Most female employees approach parenting systematically – they take classes, give birth, nurse and come back to work. However, the last part is a lot trickier than it seems. Keeping another human being alive takes a lot of time and effort, leaving almost nothing for thriving in your career. Luckily, being a working mother isn't impossible. As long as you know how to deal with the difficulties you're about to face, you're good to go. But what are the biggest challenges working mothers face? Read on to find out.

Extra costs

Bringing up a child can take a big chunk of your budget every month. The problem is, your paycheck is probably the same is it was before but your expenses have significantly increased. Even if you add your partner's paycheck into the equation, getting accustomed to extra expenses is still tough. With that said, it's a good idea to keep looking for ways how you can cut your expenses and set aside a little bit of money at the end of each month. If you think you can do something else while looking after your little one, you can also start your own mom blog and use it to give your monthly budget a boost.

Divided attention

Juggling parenthood and a career can take a toll on your well-being but your little one isn’t spared either. No matter if it’s your first child or not, leaving them at home or at a daycare center while you work can be extremely emotional. This is what people refer to as “mommy guilt” and it’s something you simply have to face as a working mother. Maintaining a successful career also means you’re likely to miss out on some precious moments with your child, especially if your job includes traveling. It’s important to remember that feeling guilty isn’t going to help. Instead, plan your day and make sure you find the right playgroup for your child to join while you’re working.

Division of housework

Stay-at-home mothers don’t only have more time to spend with their child but are also able to get most housework done themselves. However, when chasing a career and raising a child, a woman doesn’t get to do all that. This means that there’s a need for division of housework between the spouses. When done right, this division can help both parents balance their work and parenthood. Therefore, make sure you know your partner’s work schedule and try to divide housework in a way so that you both get to spend enough time with your little bundle of joy. It’s a good sign that traditional roles of husbands and wives are evolving and they’re expected to continue doing the same in the future.

Increased stress

Studies have shown that working mothers face more stress than women who decide to focus on either parenting or their career. Multitasking is known to cause stress and make it tough to stay productive. However, working mothers almost always tackle multiple tasks at the same time which leads to an increased amount of stress.

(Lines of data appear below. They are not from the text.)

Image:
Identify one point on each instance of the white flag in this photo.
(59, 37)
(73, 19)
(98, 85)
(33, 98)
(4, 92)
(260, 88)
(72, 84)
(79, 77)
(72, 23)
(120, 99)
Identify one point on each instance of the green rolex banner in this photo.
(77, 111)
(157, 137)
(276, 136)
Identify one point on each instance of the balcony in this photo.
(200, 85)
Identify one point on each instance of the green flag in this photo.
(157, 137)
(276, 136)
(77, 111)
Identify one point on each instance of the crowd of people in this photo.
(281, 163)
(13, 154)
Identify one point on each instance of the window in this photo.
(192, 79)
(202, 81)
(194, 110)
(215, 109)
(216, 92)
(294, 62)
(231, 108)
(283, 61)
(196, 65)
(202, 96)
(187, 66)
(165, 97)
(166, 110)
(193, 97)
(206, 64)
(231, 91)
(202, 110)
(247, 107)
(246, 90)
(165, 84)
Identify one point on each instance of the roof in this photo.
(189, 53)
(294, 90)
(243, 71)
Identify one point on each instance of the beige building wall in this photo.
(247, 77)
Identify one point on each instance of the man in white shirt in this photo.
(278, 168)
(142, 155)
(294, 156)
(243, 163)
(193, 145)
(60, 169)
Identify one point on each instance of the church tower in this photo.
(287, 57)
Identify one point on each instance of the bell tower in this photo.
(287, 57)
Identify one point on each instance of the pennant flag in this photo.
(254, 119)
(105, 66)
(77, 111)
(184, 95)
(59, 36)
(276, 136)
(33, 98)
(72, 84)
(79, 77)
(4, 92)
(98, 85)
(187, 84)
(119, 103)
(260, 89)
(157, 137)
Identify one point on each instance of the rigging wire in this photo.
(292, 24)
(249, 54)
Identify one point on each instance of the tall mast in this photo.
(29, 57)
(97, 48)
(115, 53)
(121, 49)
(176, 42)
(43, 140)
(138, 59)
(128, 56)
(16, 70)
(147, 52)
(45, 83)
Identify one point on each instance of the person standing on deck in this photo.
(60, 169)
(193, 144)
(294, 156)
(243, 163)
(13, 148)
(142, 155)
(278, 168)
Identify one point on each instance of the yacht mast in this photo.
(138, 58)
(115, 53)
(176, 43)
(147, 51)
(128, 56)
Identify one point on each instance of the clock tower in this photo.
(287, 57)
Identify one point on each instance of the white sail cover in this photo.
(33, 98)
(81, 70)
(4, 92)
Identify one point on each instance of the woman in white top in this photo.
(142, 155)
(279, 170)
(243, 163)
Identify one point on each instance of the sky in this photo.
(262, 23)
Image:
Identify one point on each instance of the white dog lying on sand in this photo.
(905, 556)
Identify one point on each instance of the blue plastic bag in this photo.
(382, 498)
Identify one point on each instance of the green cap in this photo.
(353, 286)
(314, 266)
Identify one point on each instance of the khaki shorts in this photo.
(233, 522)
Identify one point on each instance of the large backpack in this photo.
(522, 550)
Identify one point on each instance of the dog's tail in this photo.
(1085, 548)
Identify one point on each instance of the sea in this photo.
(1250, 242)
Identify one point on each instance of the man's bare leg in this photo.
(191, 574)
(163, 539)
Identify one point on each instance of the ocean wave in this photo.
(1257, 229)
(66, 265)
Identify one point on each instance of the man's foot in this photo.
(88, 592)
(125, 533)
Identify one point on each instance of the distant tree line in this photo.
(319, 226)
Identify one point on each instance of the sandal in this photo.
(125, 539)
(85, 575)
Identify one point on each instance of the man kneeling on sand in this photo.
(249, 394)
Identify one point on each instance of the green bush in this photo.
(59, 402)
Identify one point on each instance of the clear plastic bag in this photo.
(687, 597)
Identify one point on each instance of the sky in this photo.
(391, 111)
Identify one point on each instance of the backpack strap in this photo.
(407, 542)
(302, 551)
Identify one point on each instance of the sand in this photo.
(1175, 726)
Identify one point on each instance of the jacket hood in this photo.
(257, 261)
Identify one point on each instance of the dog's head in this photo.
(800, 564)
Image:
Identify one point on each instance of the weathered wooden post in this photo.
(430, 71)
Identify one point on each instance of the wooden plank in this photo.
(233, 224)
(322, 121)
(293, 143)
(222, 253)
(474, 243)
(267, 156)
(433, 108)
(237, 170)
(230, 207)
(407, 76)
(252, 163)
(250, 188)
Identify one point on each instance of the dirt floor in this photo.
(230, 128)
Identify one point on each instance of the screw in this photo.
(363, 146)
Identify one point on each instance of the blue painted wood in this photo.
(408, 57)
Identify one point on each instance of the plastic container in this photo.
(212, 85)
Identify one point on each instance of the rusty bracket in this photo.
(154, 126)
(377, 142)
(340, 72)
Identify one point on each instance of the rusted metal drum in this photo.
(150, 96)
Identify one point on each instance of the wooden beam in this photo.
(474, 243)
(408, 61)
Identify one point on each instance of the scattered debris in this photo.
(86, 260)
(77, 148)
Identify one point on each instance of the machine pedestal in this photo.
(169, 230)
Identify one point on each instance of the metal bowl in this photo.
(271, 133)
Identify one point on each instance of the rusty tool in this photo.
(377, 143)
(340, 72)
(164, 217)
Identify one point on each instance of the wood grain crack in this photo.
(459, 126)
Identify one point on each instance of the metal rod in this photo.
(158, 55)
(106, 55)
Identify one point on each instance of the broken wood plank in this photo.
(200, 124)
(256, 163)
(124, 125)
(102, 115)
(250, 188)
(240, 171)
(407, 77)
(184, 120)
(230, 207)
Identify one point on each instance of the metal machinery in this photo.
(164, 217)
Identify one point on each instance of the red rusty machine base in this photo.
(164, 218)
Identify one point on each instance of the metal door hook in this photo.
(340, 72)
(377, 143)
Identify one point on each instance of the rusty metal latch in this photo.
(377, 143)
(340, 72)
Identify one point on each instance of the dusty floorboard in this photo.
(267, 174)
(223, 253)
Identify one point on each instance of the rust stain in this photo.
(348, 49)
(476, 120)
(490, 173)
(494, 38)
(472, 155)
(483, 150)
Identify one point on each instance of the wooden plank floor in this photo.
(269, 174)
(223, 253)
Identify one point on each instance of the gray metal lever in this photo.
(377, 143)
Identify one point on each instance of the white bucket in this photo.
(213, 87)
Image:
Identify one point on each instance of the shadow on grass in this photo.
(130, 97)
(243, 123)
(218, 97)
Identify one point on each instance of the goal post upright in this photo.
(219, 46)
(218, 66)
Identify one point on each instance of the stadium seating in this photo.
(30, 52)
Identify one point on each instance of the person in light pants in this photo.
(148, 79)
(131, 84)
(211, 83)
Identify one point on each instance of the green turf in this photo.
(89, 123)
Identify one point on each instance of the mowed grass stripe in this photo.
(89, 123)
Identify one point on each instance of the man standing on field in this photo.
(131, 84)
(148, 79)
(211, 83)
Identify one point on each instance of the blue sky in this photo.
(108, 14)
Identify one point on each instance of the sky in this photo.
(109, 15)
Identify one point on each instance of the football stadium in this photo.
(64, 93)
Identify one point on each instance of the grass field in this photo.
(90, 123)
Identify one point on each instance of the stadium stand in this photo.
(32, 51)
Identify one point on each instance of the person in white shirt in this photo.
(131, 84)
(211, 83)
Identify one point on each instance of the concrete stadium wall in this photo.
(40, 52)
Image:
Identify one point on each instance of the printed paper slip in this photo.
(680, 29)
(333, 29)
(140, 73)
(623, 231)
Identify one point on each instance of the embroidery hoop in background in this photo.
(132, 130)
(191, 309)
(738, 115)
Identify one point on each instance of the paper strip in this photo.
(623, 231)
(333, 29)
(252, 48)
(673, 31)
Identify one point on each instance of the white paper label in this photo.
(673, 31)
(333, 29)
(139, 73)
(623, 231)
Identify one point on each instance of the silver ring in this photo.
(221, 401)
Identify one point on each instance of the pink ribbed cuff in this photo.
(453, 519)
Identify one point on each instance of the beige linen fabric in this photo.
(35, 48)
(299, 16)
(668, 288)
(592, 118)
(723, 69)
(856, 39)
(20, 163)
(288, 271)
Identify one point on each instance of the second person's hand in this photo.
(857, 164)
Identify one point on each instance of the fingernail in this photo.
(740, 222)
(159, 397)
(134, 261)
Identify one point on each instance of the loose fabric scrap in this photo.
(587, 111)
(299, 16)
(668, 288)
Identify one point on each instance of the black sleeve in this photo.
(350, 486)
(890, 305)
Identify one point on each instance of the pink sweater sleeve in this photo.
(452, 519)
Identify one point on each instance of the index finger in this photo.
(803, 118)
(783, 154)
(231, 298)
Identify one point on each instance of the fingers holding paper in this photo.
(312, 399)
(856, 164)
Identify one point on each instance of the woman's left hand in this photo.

The problem is even bigger with single mothers who have even less free time and more stuff on their mind. Working mothers who feel like they’re facing too much stress can consider working from home if it can help relieve stress without impacting their career and financial situation.
Being a working mother definitely isn’t easy. The key here is to manage your time as effectively as possible and not forget about personal pursuits even though there are so many things for you to worry about. Divide responsibilities with your partner and give your best not to get pulled into an endless cycle of exhaustion.